Catatan ini kutulis pada hari terakhir anakku di SMP-nya. Sebenarnya ini bukan tentang proses 3 tahun saja melainkan perjalanan panjang pendidikan dasar anakku sejak bangku SD. Tulisan ini semacam upaya menyimpan kenangan saja sehingga jangan dibaca dengan sudut pandang rumit dan kening berkerut. Ini cuma catatan seorang emak pada hari terakhir anaknya bersekolah di SMPIT Nurul Fikri Banjarmasin.
3 Tahun yang Lalu
“Yang sekolah aku atau Mama sih?”
Aku tidak akan lupa kalimat andalan yang keluar dari mulut anakku saat itu. Kalimat
itulah yang membungkam mulutku sehingga tidak lagi mampu mengeluarkan segala
macam bantahan. Akupun teringat saat aku seusianya, rasanya aku tidak seberani dia memutuskan sendiri ingin sekolah apa.
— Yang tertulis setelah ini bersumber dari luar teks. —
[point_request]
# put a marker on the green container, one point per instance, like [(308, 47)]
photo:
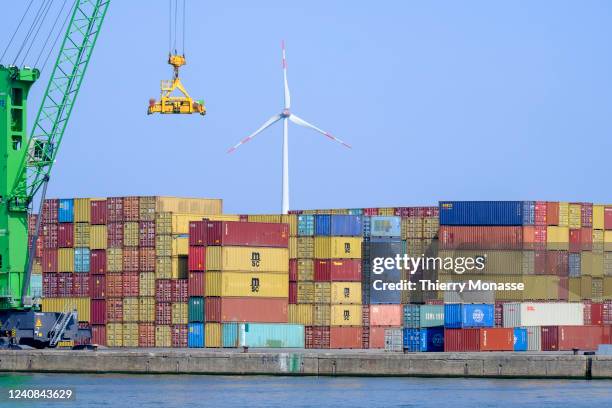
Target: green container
[(196, 309)]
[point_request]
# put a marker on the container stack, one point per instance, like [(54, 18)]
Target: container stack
[(245, 281)]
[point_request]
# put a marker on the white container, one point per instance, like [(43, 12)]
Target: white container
[(543, 314)]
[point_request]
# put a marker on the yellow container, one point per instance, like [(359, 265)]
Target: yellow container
[(114, 334), (188, 205), (179, 313), (323, 292), (292, 247), (130, 234), (114, 260), (305, 269), (557, 238), (575, 217), (82, 210), (163, 336), (130, 309), (300, 314), (98, 235), (212, 335), (598, 217), (346, 293), (247, 259), (253, 284), (68, 304), (345, 315), (305, 292), (65, 260), (81, 234), (130, 334), (321, 315), (146, 284), (338, 247), (146, 308), (305, 247), (290, 219)]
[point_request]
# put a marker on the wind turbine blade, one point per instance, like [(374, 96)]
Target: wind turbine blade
[(287, 95), (299, 121), (267, 124)]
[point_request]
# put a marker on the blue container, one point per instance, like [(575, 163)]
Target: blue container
[(481, 213), (195, 335), (229, 335), (520, 339), (305, 225), (528, 212), (65, 212), (81, 260), (457, 315), (575, 269), (429, 339), (338, 225), (383, 226), (383, 248)]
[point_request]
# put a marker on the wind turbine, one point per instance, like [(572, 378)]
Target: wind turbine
[(286, 115)]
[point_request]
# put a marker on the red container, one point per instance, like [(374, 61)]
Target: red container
[(608, 217), (163, 313), (586, 214), (386, 315), (496, 339), (179, 290), (477, 237), (65, 235), (326, 270), (197, 233), (292, 270), (114, 310), (552, 213), (97, 212), (146, 259), (131, 284), (50, 285), (98, 311), (179, 335), (292, 293), (130, 259), (50, 209), (580, 337), (114, 209), (196, 284), (115, 234), (98, 334), (114, 285), (147, 234), (345, 337), (550, 338), (557, 263), (261, 310), (97, 286), (146, 335), (461, 339), (97, 261), (262, 234), (80, 285), (197, 258), (131, 208), (163, 290), (49, 236), (540, 213)]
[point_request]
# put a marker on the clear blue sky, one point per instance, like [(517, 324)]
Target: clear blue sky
[(440, 100)]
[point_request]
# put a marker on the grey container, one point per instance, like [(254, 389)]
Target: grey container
[(394, 340)]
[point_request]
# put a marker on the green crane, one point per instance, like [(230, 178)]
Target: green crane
[(27, 164)]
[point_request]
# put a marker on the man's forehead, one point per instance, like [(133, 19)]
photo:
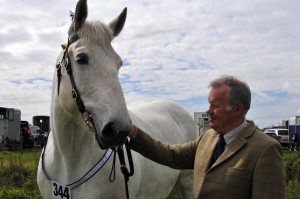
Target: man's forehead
[(218, 93)]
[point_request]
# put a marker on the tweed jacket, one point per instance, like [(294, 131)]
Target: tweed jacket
[(251, 167)]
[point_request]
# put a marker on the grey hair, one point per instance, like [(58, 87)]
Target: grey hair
[(239, 91)]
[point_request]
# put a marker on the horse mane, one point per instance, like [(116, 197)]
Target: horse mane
[(71, 14)]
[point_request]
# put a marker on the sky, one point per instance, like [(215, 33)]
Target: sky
[(171, 49)]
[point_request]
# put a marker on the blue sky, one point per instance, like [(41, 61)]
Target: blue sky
[(171, 50)]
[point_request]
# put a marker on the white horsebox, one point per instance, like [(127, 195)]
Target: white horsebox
[(90, 119)]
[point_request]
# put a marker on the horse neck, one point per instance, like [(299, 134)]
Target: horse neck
[(71, 139)]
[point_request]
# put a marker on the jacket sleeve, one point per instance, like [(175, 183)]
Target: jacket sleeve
[(269, 174), (176, 156)]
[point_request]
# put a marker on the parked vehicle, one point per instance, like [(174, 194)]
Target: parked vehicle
[(283, 135), (273, 135), (10, 128), (37, 136), (294, 128)]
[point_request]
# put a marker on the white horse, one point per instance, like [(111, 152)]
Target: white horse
[(89, 114)]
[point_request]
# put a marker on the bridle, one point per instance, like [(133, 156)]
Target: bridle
[(65, 62), (75, 94)]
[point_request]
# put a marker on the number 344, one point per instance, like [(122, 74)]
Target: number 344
[(60, 191)]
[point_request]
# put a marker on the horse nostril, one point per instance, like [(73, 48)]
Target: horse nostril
[(109, 131)]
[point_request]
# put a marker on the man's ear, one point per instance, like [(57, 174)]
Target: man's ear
[(238, 109)]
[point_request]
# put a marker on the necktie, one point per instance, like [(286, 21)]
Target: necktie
[(219, 149)]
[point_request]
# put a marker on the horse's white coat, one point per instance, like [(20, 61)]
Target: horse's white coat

“Baiklah, kau boleh memilih sekolah manapun sesukamu dengan satu syarat, sekolah
tersebut menjamin kerudungmu aman dari segala gangguan dan ancaman.” Akhirnya
hanya itu yang mampu kuucapkan.
Lalu betapa bersyukurnya aku pagi itu, hari terakhir pendaftaran SMPIT
Nurul Fikri anakku memutuskan untuk mendaftar di sana, melanjutkan kembali masa
belajarnya setelah sebelumnya SD juga di sana. Betapa bangganya aku, dia mengurus pendaftaran sendiri. Aku tinggal datang saat tes wawancara
orangtua/wali murid.
3 Tahun yang Penuh
Makna
“Ma, berangkat...,” pamitnya. Setiap
pagi aku melepasnya dengan doa sambil tak henti mengucap syukur melihat dia berangkat sekolah dengan kerudung rapi menjuntai khusyuk. Baju kurung sepaha,
rok lebar, manset, ciput, celana panjang dalaman, kaos kaki, tas ransel yang
ditaruh dalam kerudung lebar, semua tak pernah luput dari pandanganku. Meski kadang
ada desir cemas di hatiku, akankah itu semua akan tetap menjadi identitasnya ketika kelak dia tidak lagi menjadi murid di sekolah yang sekarang? Aku tahu
persis bagaimana lingkungan dapat mempengaruhi seseorang dan betapa seseorang
itu tergantung pada siapa ia berteman.
Tiga tahun ini, ah tidak, bahkan sejak SD aku telah berhutang banyak pada
para guru alias ustadz dan ustadzah terkait konsistensinya menutup aurat. Hutang yang tidak akan pernah
bisa aku lunasi sekalipun dengan seluruh materi yang kupunya.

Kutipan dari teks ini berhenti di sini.